KBRN Jakarta : Pemberian Grasi oleh Presiden Joko Widodo kepada Neil Bantleman, pelaku tindak Pidana Kekerasan seksual terhadap anak di Jakarta Internasional School atau Jakarta Inter Cultural School adalah masalah yang serius.
Menurut Ketua Lembaga Perlindungan anak Indonesia Seto Mulyadi Presiden Jokowi pada tahun 2016 menyatakan bahwa kekerasan seksual terhadap anak merupakan kejahatan luaar biasa.

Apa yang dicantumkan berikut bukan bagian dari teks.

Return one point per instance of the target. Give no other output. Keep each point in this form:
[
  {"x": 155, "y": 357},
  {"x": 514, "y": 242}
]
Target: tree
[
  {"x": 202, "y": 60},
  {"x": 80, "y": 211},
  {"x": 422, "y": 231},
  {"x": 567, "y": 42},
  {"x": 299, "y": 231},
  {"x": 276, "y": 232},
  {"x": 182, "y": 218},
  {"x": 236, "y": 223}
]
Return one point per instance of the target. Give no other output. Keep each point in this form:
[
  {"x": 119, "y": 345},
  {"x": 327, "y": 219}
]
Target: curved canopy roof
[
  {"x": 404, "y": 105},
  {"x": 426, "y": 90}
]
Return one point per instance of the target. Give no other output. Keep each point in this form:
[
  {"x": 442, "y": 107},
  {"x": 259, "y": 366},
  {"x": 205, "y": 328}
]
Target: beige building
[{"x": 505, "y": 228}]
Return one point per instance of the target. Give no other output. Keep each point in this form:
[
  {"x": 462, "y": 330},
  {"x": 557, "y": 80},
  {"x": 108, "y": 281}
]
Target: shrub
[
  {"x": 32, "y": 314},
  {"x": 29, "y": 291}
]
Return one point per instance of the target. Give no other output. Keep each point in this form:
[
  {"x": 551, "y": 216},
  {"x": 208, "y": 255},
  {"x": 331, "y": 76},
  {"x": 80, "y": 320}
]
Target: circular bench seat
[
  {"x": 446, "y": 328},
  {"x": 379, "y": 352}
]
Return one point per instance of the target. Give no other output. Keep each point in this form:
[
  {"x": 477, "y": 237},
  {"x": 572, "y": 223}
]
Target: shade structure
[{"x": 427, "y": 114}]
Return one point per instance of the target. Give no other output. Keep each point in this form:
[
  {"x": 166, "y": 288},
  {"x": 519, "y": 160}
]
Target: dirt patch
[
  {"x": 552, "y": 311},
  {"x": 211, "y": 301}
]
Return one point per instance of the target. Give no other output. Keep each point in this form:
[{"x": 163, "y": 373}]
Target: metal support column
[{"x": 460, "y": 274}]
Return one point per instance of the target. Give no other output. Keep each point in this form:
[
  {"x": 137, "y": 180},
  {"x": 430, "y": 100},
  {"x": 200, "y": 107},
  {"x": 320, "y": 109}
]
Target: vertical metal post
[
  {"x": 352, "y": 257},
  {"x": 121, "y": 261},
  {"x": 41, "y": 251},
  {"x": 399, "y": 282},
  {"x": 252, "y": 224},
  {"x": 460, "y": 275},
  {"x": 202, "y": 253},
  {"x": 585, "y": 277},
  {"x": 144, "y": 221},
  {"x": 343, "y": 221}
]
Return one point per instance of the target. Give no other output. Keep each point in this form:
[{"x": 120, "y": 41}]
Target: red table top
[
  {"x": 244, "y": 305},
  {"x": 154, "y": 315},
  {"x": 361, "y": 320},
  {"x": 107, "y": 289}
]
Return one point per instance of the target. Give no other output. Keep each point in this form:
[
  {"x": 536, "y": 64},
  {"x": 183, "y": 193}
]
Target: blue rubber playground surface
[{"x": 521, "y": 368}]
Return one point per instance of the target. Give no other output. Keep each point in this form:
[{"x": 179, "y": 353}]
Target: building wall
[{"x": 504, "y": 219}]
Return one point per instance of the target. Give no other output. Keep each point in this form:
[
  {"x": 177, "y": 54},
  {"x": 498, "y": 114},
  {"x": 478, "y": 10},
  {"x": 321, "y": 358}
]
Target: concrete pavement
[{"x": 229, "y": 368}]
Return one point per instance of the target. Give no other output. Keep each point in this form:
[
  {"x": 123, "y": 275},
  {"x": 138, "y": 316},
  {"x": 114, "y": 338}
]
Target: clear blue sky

"Dengan penetapan status tersebut,
Presiden Joko widodo menegaskan bahwa terkait masalah kejahatan seksual
pada anak, negara akan hadir jauh lebih serius. Hadir untuk menciptakan
keamanan bagi masyarakat, hadir dengan ketegasan ekstra bagi pelaku, dan
hadir dengan keberpihakan utama bagi korban. Namun nyatanya Presiden
sendiri memberikan grasi kepada penjahat predator anak," ungkap Seto
Mulyadi kepada Wartawan di Jakarta Selasa (20/8/2019)
Dikatakan
Seto Mulyadi Pihaknya bersama keluarga korban Kuasa hukum akan
mempertanyakan alasan Presiden memberikan grasi kepada Pelaku tindak
pidana kejahatan seksual terhadap anak Neil Bantleman.
"Kami
sudah menulis surat kepada Presiden Joko Widodo untuk bertemu dengan
korban dan keluarga serta minta penjelasan beliau terkait pemberian
memberikan grasi kepada Neil Bantleman yang sangat melukai perasaan
korban dan keluarga yang berharap mendapatkan keadilan dan pemberian
grasi ini menjadi konttadiksi dengan pernyataan Presiden agar negara
hadir memberi perlindungan kepada masyarakat," katanya.
Dijekaskannya
sebenarnya hukuman bagi pelaku tindak pidana kejahatan seksual terhadap
anak hukumannya sangat tinggi namun pada implementasinya masih jauh
darinya harapan.
"Menjelang akhir 2016 eksekutif dan wakil rakyat
bersepakat untuk melakukan revisi kedua atas Undang-Undang
Perlindungan Anak. Hasilnya adalah UU Nomor 17/2016. Undang-undang ini
menandai ketegasan hukum yang luar biasa terhadap para pelaku kejahatan
seksual pada anak," ungkapnya.
Meski masih
terkesan garang sebatas di atas kertas, UU Nomor 17/2016 secara khusus
memuat sejumlah bentuk pemberatan sanksi bagi para pemangsa anak-anak
ini.
Isi undang-undang tersebut satu tarikan napas dengan sekian banyak
undang-undang serupa di negara-negara lain, yakni menerapkan filosofi
retributif dan incapacitation terhadap jenis kejahatan yang satu ini.
"Tiga
tahun berlalu, kesungguhan pemerintah untuk mengimplementasikan UU
Nomor 17/2016 masih terus dipertanyakan oleh masyarakat luas, khususnya
para korban dan keluarganya," jelasnya.
Seto Mulyadi mempertanyakan sikap keberpihakan Eksekutif terhadap korban dengan diberikannya, grasi Presiden bagi Neil Bantleman
"Kami
pandang sebagai sebuah anti-klimaks yang amat disesalkan. Kami
mempertanyakan keseriusan kita semua, terlebih lagi sikap konsekuen
pemimpin eksekutif kita, tentang seberapa teguh pendekatan ekologis
(ecological approach) senantiasa diletakkan di posisi paling depan pada
setiap masalah atau kasus anak," tuturnya.
Sementara itu kuasa
hukum keluarga korban Tomy Sihotang menyatakan, hingga saat ini Korban
tidak mendapatkan keadilan baik berupa ganti rugi materi maupun trauma
yang berkepanjangan.
"Korban Ananda M dan keluarga belum
mendapatkan ganti rugi sehingga kami melayangkan gugatan secara perdata
terhadap pelaku dan Jakarta Internasional school atau Jakarta Inter
Cultural School ke Pengadilan Jakarta Selatan," tandasnya.